Vor wenigen Tagen erst wurde ich anlässlich der externen Evaluation im Schulleitungsinterview gefragt: „Und, was haben Sie mit Ihrer Schule in den nächsten Jahren schwerpunktmäßig vor?“

Ich habe ebenfalls ohne zu zögern geantwortet: Otfried Preußler – ein Programm.

Das Gymnasium in Bayern steht möglicherweise erneut vor Veränderungen, das mag wohl sein. Ungeachtet dessen sind und Aufgaben gestellt, die es zu bewältigen und auszugestalten gilt. Ich denke da an die Forderung, alle Schulen mögen sich ein Schulentwicklungsprogramm geben im Rahmen des Konzepts der „Eigenverantwortlichen Schule“. Im gleichen Zusammenhang sollen Grundsätze einer Erziehungspartnerschaft zwischen Schule und Elternhaus festgeschrieben werden.

Der Name OP ist schon deshalb ein Schulentwicklungsprogramm im geforderten Sinne, weil er untrennbar verbunden ist mit der ureigensten Kraft jeder Entwicklung des Menschen und seiner Gesellschaftsformen.

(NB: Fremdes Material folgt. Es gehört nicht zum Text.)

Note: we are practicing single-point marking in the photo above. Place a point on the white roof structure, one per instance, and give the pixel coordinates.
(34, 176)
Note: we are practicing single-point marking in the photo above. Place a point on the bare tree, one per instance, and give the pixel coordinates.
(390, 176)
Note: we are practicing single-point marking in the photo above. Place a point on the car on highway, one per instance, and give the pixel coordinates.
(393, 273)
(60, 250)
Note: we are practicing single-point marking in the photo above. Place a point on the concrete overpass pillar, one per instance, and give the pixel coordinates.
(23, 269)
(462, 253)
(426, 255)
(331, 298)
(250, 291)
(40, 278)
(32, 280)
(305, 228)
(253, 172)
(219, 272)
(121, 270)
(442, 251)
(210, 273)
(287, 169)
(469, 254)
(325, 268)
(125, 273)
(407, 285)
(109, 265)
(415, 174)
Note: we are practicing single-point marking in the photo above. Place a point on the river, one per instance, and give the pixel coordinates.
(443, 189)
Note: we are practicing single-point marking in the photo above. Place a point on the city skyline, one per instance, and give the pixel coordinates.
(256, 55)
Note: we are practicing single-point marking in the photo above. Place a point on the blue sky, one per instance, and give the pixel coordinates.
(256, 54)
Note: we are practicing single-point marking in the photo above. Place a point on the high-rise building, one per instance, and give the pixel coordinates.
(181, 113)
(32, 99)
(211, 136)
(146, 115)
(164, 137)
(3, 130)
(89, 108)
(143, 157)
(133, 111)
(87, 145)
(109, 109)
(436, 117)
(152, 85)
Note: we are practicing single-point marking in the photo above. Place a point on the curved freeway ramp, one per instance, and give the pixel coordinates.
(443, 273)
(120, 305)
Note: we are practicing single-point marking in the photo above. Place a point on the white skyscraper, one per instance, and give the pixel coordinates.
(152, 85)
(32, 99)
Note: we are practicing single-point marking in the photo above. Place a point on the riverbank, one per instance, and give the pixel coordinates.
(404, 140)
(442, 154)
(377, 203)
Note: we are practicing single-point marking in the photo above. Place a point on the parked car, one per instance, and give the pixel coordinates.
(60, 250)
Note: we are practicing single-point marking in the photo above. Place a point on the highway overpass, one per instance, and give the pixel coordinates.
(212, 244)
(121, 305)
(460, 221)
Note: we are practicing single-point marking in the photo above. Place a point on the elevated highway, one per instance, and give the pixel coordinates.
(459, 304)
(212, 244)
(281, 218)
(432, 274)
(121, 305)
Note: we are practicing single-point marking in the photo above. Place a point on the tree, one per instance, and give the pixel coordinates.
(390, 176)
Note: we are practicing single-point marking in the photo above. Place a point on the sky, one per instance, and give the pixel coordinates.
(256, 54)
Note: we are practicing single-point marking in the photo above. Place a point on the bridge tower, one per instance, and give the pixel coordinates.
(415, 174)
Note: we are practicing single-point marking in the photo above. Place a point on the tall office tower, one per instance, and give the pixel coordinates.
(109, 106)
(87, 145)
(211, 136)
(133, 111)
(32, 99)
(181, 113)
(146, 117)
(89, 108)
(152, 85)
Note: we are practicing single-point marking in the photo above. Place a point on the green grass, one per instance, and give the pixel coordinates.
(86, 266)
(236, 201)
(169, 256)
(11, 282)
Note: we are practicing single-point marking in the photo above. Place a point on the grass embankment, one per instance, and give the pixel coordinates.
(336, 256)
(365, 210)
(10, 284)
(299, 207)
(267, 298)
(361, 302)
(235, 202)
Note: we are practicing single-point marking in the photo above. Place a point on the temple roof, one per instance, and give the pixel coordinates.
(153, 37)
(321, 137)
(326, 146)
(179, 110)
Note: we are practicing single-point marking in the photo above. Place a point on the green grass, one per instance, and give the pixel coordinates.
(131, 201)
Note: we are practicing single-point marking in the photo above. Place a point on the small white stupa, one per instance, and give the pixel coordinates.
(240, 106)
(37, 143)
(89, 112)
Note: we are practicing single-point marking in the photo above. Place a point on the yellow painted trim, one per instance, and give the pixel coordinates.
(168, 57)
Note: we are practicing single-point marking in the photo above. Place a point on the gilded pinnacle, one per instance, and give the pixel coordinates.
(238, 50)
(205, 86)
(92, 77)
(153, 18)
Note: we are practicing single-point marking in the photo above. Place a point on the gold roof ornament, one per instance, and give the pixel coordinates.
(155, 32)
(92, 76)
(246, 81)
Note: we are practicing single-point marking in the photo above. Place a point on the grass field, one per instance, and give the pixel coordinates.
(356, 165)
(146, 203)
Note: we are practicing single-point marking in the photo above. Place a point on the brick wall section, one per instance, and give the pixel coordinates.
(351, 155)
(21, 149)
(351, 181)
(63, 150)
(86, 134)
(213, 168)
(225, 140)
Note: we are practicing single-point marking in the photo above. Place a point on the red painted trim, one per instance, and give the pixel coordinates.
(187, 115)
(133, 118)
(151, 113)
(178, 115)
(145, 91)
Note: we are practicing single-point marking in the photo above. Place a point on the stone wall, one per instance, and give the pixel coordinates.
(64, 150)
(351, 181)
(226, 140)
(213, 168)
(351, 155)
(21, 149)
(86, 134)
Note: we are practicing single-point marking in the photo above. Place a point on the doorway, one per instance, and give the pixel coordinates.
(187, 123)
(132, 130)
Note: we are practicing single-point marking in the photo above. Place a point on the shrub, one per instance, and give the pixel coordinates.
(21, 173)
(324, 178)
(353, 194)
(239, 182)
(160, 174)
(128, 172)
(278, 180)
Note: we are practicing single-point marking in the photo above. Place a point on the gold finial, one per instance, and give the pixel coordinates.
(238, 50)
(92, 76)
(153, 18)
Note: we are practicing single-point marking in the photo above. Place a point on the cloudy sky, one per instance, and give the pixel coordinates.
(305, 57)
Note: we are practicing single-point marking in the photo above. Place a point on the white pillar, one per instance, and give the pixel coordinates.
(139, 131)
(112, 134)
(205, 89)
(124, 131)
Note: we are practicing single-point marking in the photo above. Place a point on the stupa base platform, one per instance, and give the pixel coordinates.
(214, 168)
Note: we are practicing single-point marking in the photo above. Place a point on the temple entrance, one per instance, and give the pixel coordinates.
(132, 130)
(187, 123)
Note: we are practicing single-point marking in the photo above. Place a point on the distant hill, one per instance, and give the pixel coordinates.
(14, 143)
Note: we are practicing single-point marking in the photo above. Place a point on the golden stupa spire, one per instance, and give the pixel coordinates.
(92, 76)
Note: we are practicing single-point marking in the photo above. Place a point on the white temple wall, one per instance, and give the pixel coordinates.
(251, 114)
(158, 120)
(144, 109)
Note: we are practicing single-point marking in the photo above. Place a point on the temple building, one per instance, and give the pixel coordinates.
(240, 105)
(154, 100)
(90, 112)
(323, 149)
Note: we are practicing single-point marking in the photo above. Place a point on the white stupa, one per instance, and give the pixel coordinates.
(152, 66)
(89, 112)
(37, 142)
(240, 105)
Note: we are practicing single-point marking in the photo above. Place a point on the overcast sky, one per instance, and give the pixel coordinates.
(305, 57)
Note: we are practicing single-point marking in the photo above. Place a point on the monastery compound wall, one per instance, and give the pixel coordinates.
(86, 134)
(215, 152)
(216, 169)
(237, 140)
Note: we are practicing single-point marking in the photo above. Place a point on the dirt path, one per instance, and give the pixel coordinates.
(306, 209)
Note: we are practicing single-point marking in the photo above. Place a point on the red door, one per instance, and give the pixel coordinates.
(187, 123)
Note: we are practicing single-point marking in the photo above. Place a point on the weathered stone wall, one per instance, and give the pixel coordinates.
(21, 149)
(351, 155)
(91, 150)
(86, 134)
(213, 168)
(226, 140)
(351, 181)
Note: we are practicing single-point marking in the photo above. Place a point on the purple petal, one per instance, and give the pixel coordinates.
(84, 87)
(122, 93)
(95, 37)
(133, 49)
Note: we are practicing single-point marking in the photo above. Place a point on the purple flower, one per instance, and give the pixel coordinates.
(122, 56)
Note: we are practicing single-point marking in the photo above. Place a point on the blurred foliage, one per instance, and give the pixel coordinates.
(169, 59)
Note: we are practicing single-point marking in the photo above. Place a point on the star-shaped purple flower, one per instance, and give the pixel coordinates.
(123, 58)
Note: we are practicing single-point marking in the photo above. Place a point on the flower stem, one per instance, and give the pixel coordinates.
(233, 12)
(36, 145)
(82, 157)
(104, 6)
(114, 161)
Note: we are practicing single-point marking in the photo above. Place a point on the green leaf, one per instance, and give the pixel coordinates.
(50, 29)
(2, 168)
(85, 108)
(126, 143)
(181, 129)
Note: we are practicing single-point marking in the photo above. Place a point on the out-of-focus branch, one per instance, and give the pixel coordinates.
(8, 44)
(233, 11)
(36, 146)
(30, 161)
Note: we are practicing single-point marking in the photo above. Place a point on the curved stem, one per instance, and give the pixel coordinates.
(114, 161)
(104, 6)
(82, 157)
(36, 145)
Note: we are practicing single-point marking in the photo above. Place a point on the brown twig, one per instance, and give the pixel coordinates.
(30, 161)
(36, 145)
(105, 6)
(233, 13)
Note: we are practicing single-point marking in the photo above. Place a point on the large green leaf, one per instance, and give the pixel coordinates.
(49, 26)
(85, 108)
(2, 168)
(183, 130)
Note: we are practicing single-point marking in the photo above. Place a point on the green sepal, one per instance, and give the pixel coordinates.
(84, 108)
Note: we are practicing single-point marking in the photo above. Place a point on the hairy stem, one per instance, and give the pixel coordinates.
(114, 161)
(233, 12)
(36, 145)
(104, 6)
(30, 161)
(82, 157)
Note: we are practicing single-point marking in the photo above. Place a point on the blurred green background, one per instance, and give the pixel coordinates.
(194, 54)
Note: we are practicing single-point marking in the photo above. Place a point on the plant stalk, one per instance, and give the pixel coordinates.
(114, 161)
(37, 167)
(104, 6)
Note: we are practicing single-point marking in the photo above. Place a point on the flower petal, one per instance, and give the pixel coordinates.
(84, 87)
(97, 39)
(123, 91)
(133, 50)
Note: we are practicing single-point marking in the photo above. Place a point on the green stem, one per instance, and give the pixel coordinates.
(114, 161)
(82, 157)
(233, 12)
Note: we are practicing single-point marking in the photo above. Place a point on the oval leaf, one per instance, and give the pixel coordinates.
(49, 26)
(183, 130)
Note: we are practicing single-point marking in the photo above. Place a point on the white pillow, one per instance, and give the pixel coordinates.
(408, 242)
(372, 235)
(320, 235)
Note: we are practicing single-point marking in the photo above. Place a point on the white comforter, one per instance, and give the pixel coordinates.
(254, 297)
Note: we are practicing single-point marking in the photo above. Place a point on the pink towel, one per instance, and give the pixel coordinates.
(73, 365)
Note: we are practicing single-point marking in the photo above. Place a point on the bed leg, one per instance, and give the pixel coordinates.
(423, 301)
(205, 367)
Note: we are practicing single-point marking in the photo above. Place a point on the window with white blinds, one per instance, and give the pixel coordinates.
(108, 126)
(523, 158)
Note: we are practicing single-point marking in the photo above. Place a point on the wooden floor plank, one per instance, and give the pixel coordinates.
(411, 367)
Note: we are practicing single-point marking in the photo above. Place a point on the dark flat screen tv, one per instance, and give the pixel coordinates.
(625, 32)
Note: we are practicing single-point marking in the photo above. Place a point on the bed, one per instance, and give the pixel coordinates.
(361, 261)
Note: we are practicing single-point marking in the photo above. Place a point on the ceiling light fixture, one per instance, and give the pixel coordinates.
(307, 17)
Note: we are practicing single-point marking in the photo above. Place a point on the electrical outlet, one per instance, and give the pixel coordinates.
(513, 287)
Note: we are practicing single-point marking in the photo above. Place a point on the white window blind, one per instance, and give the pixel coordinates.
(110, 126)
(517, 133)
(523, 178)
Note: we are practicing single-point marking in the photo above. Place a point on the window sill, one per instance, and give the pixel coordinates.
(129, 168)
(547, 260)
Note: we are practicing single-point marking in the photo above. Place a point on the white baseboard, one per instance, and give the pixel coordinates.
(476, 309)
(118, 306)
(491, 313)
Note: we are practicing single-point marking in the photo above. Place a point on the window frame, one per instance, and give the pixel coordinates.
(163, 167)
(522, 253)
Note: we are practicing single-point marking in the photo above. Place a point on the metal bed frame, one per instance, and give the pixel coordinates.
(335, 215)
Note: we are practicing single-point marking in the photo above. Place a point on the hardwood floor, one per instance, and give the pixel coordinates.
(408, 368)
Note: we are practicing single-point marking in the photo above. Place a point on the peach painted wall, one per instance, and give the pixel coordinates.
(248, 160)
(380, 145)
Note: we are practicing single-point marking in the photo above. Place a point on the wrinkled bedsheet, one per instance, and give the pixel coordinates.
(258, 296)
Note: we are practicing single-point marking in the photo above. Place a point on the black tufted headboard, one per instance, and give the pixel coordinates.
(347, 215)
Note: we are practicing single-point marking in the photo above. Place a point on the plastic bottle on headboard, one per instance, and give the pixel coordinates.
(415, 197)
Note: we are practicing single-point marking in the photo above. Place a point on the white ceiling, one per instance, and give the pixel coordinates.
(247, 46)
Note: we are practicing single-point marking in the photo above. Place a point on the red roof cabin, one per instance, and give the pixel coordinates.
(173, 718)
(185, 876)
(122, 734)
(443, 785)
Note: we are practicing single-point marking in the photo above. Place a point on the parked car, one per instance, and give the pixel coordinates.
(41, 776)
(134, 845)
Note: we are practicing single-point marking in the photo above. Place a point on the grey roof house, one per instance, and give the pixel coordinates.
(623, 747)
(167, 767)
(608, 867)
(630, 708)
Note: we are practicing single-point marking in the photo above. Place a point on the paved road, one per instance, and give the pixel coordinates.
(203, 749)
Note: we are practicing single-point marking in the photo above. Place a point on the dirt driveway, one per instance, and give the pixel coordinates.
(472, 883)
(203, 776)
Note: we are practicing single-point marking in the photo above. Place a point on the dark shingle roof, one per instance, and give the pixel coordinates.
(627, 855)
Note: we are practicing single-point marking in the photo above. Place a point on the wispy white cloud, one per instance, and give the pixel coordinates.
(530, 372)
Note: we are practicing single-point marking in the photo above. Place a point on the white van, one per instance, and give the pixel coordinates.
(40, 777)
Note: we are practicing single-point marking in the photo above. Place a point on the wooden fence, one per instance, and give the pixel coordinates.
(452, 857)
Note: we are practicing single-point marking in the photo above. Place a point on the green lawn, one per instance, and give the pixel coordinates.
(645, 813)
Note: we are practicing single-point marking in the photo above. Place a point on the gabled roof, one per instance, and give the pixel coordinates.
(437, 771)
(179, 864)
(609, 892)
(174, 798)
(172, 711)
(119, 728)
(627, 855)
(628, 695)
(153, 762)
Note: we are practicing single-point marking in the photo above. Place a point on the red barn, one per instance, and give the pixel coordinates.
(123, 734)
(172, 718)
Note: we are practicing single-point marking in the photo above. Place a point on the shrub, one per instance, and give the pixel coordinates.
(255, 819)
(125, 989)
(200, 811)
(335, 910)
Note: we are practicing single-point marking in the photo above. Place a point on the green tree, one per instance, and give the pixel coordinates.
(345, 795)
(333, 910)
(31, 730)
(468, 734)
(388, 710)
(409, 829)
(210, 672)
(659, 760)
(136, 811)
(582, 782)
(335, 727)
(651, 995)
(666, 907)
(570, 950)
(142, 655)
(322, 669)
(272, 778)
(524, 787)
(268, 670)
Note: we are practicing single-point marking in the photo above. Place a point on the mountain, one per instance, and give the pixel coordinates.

Gemeint ist die Phantasie, zu der sich Preußler immer wieder geäußert hat. Ich zitiere:

„Ohne die Gabe der Phantasie wäre der Mensch mit all seinem Verstand nicht dazu befähigt gewesen, auch nur eine einzige bahnbrechende Erfindung zu machen, ohne sie auch nur um einen einzigen Schritt auf dem Wege des technischen, des wirtschaftlichen, des kulturellen, auch des moralischen Fortschritts weiterzukommen. Ohne Phantasie keine Liebe in der Welt, aber auch kein Hass, ohne sie kein Edelmut, aber auch kein verbrechen; ohne sie keine Sehnsucht nach dem ewigen Leben, ohne sie keine Todesfurcht.“

Diese Äußerung spannt bereits einen Bogen, der nahezu jedes Unterrichtsfach irgendwo berührt. Abgesehen davon, dass wir uns mit Preußlers Büchern auf den unterschiedlichsten Niveaus im Fach Deutsch beschäftigen können und sollten – ich schließe da die Oberstufe mit anspruchsvollen analytischen und theoretischen Ansätzen nicht aus- trifft sein Werk in unserer Schule auf besonders fruchtbaren Boden in allen Bereichen der Kunst und des darstellenden Spiels. Hier gibt es alte und anspruchsvolle Traditionen, an die wir anknüpfen können. Ein Schwerpunkt, der sich im vergangenen Jahr intensiviert hat, gilt der Geschichte. Wir haben ein beachtliches Zeitzeugenprojekt begründet, in Kooperation mit dem örtlichen Geschichtsverein übrigens. Zusätzlich zu seinem literarischen Schaffen für Kinder, Jugendliche und Erwachsene hat uns OP Texte hinterlassen, in denen er seine eigene Geschichte beschreibt, die in Teilen hart und schwer zu ertragen gewesen ist. Auch er ist ein Zeitzeuge, man denke an das, was er über Krieg, Gefangenschaft und Vertreibung geschrieben hat, aber auch über Versöhnung und Völkerverständigung. Die 5 Jahre der Gefangenschaft in Russland hat er im Nachhinein mit einem zehnsemestrigen Studium verglichen mit den Schwerpunkten Philosophie, praktische Menschenkunde und dem Erlernen der russischen Sprache. Berührend sind die Aufzeichnungen vor allem wegen der Begegnungen mit Menschen, die man damals gemeinhin als Feine bezeichnete. Ich denke an die Soldatin der Roten Armee, die ihn vor dem Verdursten rettete, die jüdische Ärztin im Lazarett, die ihn gesund pflegte, den Mitgefangenen, der ihm einen Teil seiner Mittagsration abtrat. Er berichtet vom Geschichtenerzählen und vom Theaterspielen im Lager, das ihm und seinen Mitgefangenen das Leben erträglicher machte und die Hoffnung erhielt. Vor wenigen Tagen erst erreichte uns eine Bekanntmachung aus dem Kultusministerium zur Erinnerung an Flucht, Vertreibung und Deportation. Der Aufforderung an die Schulen, ihren Beitrag zur Völkerverständigung in Europa zu leisten, in dem sie Flucht, Vertreibung und Deportation, vor allem aber Versöhnung, zum Thema machen, werden wir sicher gerne Folge leisten. Mögliche externe Partner befinden sich heute unter uns. Die Öffnung nach Europa haben wir durch unsere Teilnahme am Comenius-Programm bereits begonnen und wir wollen diesen Weg weiter entwickeln.

Der vorhin angesprochenen Aufgabe, Eckpunkte einer Erziehungspartnerschaft zwischen Elternhaus und Schule zu formulieren, ist eigentlich im Vorfeld der Namensgebung schon entsprochen worden.